SciPy 2025

Building an AI Agent for Natural Language to SQL Query Execution on Live Databases
07-08, 08:00–12:00 (US/Pacific), Ballroom A

This hands-on tutorial will guide participants through building an end-to-end AI agent that translates natural language questions into SQL queries, executes them on live databases, and returns coherent responses. Using the Retrieval-Augmented Generation (RAG) approach with modern LLMs, participants will learn how to construct robust NL2SQL systems that understand database schema, respect database constraints, and generate accurate SQL. By the end of this 4-hour session, attendees will have created a working prototype using the Brazilian E-Commerce dataset that they can adapt to their own data sources.


Overview

Natural Language to SQL systems enable non-technical users to access database insights. This tutorial bridges the gap between theoretical understanding and practical implementation through a RAG-based approach.

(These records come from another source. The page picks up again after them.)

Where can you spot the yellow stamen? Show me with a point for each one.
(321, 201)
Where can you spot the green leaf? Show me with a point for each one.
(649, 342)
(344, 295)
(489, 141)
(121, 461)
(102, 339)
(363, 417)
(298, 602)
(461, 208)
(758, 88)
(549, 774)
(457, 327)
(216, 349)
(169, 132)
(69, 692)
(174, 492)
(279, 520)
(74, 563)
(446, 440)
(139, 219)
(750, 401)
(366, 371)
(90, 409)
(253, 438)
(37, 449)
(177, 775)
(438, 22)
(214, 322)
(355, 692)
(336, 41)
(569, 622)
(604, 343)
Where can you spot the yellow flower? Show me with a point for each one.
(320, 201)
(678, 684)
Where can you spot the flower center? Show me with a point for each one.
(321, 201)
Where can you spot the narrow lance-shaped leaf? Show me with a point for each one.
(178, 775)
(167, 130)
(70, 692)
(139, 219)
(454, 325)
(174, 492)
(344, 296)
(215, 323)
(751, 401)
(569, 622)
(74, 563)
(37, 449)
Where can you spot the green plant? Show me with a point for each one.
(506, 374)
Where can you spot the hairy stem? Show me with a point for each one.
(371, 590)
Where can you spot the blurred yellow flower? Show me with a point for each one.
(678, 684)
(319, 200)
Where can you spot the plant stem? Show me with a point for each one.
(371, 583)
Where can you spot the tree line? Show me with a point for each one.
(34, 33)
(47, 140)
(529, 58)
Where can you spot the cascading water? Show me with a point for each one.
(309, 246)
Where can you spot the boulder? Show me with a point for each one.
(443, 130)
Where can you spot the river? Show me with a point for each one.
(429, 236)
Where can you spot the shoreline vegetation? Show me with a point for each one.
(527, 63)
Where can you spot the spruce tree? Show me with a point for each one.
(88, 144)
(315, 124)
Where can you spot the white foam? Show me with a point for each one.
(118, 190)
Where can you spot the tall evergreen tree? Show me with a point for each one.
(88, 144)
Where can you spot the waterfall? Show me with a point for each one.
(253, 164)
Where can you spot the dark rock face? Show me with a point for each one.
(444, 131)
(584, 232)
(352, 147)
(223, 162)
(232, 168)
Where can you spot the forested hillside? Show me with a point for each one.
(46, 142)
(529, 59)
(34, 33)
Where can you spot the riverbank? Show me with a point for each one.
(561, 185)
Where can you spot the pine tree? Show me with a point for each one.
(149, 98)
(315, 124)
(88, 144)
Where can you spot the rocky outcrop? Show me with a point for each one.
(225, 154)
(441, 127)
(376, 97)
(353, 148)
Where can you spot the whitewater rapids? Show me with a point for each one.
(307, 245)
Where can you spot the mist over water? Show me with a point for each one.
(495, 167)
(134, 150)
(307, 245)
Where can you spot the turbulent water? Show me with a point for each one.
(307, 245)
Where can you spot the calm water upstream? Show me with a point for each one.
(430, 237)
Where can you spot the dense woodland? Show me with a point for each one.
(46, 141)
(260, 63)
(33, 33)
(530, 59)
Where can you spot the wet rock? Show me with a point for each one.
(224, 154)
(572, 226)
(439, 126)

Participants will build an AI agent that can:
1. Ingest and understand database schemas
2. Retrieve relevant context about tables and relationships
3. Generate accurate SQL from natural language questions
4. Execute queries safely on live databases
5. Present results in an understandable format

We'll use the Kaggle dataset "Brazilian E-Commerce dataset by Olist" as our working example, demonstrating how to handle multiple tables with complex relationships. This dataset will be hosted on an EC2 AWS instance for live interaction during the tutorial.

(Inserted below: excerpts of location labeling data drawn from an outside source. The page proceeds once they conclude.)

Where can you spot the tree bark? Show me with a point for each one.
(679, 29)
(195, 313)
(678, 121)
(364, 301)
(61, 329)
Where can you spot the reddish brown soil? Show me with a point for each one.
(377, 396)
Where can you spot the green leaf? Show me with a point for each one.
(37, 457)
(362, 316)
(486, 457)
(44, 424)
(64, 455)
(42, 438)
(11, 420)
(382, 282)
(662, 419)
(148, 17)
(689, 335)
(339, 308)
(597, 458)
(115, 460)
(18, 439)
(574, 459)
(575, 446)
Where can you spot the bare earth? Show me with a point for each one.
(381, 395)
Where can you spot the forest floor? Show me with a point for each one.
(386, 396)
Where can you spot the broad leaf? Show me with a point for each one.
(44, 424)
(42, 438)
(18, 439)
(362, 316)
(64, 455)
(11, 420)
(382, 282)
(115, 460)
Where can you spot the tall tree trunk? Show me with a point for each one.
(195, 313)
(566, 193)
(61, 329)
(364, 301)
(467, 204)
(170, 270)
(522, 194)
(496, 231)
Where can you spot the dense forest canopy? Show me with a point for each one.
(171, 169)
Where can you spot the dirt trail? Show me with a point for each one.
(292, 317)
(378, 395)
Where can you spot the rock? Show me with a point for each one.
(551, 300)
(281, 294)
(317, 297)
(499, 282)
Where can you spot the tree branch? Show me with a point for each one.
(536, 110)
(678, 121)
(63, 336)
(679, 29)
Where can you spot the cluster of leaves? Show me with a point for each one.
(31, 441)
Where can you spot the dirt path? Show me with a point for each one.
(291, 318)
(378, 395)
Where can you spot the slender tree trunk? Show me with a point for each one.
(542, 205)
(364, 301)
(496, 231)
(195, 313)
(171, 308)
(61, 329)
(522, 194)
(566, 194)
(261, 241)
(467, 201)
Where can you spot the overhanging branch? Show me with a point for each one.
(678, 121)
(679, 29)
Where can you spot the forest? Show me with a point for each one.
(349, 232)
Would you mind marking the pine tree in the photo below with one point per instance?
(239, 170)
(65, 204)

The tutorial balances theoretical foundations with hands-on practice. Participants will start from a repository with backbone code and implement the key components during the session. By the end, attendees will have a working prototype they can adapt to their own datasets.

Tools and Frameworks

This tutorial will leverage modern tools and frameworks for efficient development:

Development Tools:
- pyproject.toml for standardized project configuration
- UV for fast, reliable package management
- Ruff for comprehensive Python linting and formatting
- YAML for configuration management

AI and RAG Frameworks:
- LangChain's agent framework for orchestration
- OpenAI models (GPT-4) with examples of alternatives
- Vector databases (pgvector) for efficient retrieval

Database Tools:
- SQLAlchemy for database interactions
- pandas for data manipulation and analysis
- PostgreSQL as the database engine for the live dataset


Installation Instructions

Follow the official instructions to install Git, UV (astral-uv), and VSCode. All other Python dependencies will be managed through this setup.

Prerequisites
  • Python programming experience
  • Basic understanding of API interactions
  • Basic familiarity with SQL and database management
  • Laptop with Git and UV, UV, and a Python IDE (I recommend VSCode) installed.

No prior experience with LLMs, RAG, or advanced NLP is required.

I’m a data scientist and AI engineer with 10+ years of experience across academic research and industry, building GenAI and machine learning solutions for research labs, startups, and Fortune 500 companies. I’m also a passionate educator, contributing to data training programs as a professor and consultant, and an active open-source contributor and speaker at conferences like PyData.